Desde então, o espírito santamariense adotou o silêncio como sua forma principal. Nas ruas, apenas o barulho dos carros. Na UFSM, apenas o barulho das ambulâncias com os feridos do Hospital Universitário é ouvido. Assim, a cidade vai lentamente cicatrizando as suas feridas, que marcou os corações de todos profundamente.

Cálices Vivos

Horas antes da tragédia na Boate Kiss, o Jumas Brasil encerrava a II Missão Cristo Tabor. Pela primeira vez, os quatro regionais puderam anunciar o Cristo transfigurado e glorioso, levando a Mãe Peregrina. O lema “O mundo todo é nosso Campo de Batalha” nos impulsionou a entregar tudo à Mãe de Deus, depositando nossos sacrifícios, alegrias e atos no Cálice que irá se transformar em Sangue de Cristo. Unidos pelo Sangue de Cristo a conquista do Cálice parece cada vez mais próxima. Ao mesmo tempo que nos aproximamos do nosso, um outro cálice, com o sacrifício de muitas vidas humanas e aparentemente maior que a capacidade de aguentá-lo, parece ter sido entregue a Santa Maria.

A tragédia nos leva a refletir sobre o que Deus poderia estar querendo dizer à cidade, cada um de nós e ao Jumas, com tantos jovens perdendo suas vidas em uma cidade universitária, que no próprio nome carrega a devoção a Maria como principal característica. Buscando entender à luz da Divina Providência os motivos disso tudo,  cito dois sinais que me ajudaram a compreender e achar um novo caminho, e que, de certa forma, podem ajudar-nos.

O primeiro é uma oração do Rumo ao Céu (589-599) e a letra da música “La Labor del Apóstol” do álbum Tiempo de Alianza, do Colégio Mayor Pe. Kentenich, que falam: Chegou a hora do teu amor!  O segundo, uma mensagem enviada terça-feira, pelo Sr. Ernest Brandstetter, Irmão de Maria, ao meu pai, que dizia: “Nós vamos em frente, apesar das dificuldades. Não, o Fundador diria, justamente por causa das dificuldades. Em outra linguagem: transformamos o negativo em positivo. Cristo usou a cruz de toda sua vida como instrumento da salvação”

Podemos levar a mensagem de Esperança e Ressurreição a todo o mundo

Através de grandes dificuldades, como as guerras, o exílio, a vida de nossos heróis, o Movimento provou ser uma obra de Deus.

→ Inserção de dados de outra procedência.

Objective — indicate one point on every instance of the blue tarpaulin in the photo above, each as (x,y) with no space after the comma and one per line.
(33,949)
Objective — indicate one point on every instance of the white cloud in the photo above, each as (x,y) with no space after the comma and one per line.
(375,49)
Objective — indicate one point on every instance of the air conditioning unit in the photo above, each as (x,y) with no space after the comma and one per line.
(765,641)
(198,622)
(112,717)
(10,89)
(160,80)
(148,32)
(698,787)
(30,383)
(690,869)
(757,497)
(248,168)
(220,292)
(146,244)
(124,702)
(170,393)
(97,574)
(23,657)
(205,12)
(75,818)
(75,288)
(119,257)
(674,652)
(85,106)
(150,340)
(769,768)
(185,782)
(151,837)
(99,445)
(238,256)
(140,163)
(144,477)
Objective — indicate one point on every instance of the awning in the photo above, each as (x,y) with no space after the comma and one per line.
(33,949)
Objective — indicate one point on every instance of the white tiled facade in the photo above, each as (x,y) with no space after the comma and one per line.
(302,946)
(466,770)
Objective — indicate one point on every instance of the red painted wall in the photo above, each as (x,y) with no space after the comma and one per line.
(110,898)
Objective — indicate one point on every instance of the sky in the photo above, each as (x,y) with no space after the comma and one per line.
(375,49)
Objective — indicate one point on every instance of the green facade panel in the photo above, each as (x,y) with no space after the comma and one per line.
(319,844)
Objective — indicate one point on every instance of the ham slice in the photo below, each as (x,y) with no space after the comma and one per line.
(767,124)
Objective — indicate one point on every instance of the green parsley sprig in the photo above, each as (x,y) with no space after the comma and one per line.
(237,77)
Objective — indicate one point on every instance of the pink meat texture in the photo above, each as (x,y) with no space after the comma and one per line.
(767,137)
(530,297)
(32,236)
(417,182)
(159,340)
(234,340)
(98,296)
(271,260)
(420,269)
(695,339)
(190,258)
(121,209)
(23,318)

Nos seus pequenos instrumentos, que se consagraram inteiramente a Schoenstatt, a Mãe de Deus mostrou a força do seu Amor! O cálice desses jovens deve se transformar em impulso para que nós, Jumas Brasil, vivamos o nosso Ideal. Vinculados por Maria, podemos nos unir em oração pelas famílias e pelos que ainda lutam pela vida. Com o ardor pelo Cristo transfigurado, podemos levar a mensagem de Esperança e Ressurreição a todo o mundo. A preparação para o Ignis e para a Jornada Mundial da Juventude é uma grande forma de honrarmos essas pessoas que hoje intercedem junto a Deus por nós.

O espírito da Geração Missionária deve tomar conta de nosso ser e agir, e por meio desses acontecimentos, poderemos  fundar os próximos 100 anos de Schoenstatt. Que através de nossas vidas, possamos ser imagens do Cristo Tabor e conduzir Santa Maria e o mundo a uma Cultura da Aliança!

Fonte: www.jumasbrasil.com.br

0 Responses

  1. Ir. Neiva Fortaleza/CE says:

    Parabéns Pietro pelo emocionante relato e a bela missão realizada junto aos sofredores da tragédia! Deus continue abençoando vossa maravilhosa família. Felicidades ao casal pelo jubileu de prata matrimonial! E nossa oração pelo vovô Lovato que partiu para a eternidade. Seguimos confiantes no Ano da Fé!